Rooney’s research brought together nearly 19,000 adult patients in 51 studies, making it one of the largest reviews of long-haul neurological symptoms to date. The trends were the same whether the participants were hospitalized or not and regardless of the severity of their illness at onset.

But without knowing how long these symptoms last, doctors cannot yet classify them as neurological disorders or even chronic illnesses. The datasets are complicated by the fact that different studies follow long-haul carriers over varying periods of time and from different starting points.

“Before you even get to the point of setting thresholds or a certain number of weeks after which you report chronic disease, you need to have agreements on where you start measuring,” Rooney said. “And in the studies we looked at, there aren’t any at this time.”

Nonetheless, some evidence points to a potential link between COVID-19 and persistent neurological problems: A recent study found that 72% of coronavirus survivors who were diagnosed with disorders or brain damage had first received these diagnoses in six months after their COVID-19 infection.
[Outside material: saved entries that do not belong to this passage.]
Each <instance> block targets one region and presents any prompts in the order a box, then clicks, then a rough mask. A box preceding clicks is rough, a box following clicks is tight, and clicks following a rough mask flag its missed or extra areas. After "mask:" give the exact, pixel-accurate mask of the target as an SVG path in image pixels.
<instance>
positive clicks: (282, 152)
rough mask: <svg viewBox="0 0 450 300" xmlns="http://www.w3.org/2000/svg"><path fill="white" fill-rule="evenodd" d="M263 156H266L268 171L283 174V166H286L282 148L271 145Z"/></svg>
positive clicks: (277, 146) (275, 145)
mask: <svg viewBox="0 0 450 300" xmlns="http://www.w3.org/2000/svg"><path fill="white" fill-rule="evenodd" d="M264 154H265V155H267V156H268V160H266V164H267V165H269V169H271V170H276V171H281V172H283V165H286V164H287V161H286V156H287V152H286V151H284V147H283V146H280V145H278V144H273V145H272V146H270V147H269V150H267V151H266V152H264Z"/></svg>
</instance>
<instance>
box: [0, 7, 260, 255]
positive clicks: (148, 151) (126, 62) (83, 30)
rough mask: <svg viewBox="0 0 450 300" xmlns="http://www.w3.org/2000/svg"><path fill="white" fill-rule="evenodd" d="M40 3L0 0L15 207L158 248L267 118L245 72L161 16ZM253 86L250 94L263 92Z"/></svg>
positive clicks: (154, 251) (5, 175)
Insomnia and fatigue can also be neurological problems

    COVID brain scanner

Gabriel Cervera Rodriguez examines MRI images at the COVID-19 intensive care unit at United Memorial Medical Center in Houston, Texas, December 10, 2020.

Come on Nakamura / Getty Images


One of the challenges of diagnosing long-term symptoms of COVID-19 is that doctors are always learning the underlying mechanisms of the virus itself. For example, researchers haven’t understood why some long-haul people develop fatigue, while others have chest pain or difficulty breathing.
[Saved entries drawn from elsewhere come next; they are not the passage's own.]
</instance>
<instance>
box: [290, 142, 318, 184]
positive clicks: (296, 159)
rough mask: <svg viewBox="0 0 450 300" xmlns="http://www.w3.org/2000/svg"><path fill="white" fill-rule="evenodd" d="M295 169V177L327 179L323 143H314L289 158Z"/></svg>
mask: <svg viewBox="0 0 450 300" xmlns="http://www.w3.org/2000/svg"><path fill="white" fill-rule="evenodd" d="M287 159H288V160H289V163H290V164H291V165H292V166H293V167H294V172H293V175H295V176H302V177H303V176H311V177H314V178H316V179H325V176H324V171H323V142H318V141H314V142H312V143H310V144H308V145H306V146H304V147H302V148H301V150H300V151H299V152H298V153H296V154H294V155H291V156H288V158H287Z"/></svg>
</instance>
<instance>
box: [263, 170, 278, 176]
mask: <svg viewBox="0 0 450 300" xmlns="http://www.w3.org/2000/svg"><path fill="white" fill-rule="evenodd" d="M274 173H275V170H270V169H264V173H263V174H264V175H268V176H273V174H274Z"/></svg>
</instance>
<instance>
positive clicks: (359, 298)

“It’s almost like long haul, there’s this whole bunch of symptoms and they put their hand in and take out a handful of it,” said Noah Greenspan, a physiotherapist who runs a pulmonary rehabilitation center in New York City. “For some people it can be the gut. Some people it can be the autonomic nervous system. Some people it can be the lungs.”

In addition to brain fog, 27% of long-haul coronaviruses in Rooney’s analysis reported insomnia and 24% fatigue. Rooney said both symptoms may be rooted in neurological issues, but that’s not the only possible cause.

“The reason we included fatigue was that we see it very often in the neuropsychiatric clinic,” he said. “It is well recognized that in some people fatigue has a physical cause and others describe mental fatigue. And we do not yet know what it is.”

long transporter of coronavirus

Maria Romero, long-haul coronavirus in Stamford, Connecticut, December 22, 2020.

John Moore / Getty Images


About 19% of coronavirus patients in the analysis also reported anxiety, while 15% reported post-traumatic stress disorder. Rooney said it was unclear whether these issues were direct symptoms of COVID-19, just related to the pandemic in general, or something else. But patients should take any lingering neurological or psychiatric problems seriously, he added.

“I would always advise them, if they were concerned about this, to seek advice – in other words, to be cautious and not to minimize it,” Rooney said.

Future studies should also take into account the severity of these symptoms, he added, as brain fog can change one person’s life but simply embarrass another.

“What we need now is essentially a lot more research into these particular problems to understand: what are the limits of these symptoms?” Rooney said. “Are they functionally disabling or are they symptoms that people can live with?”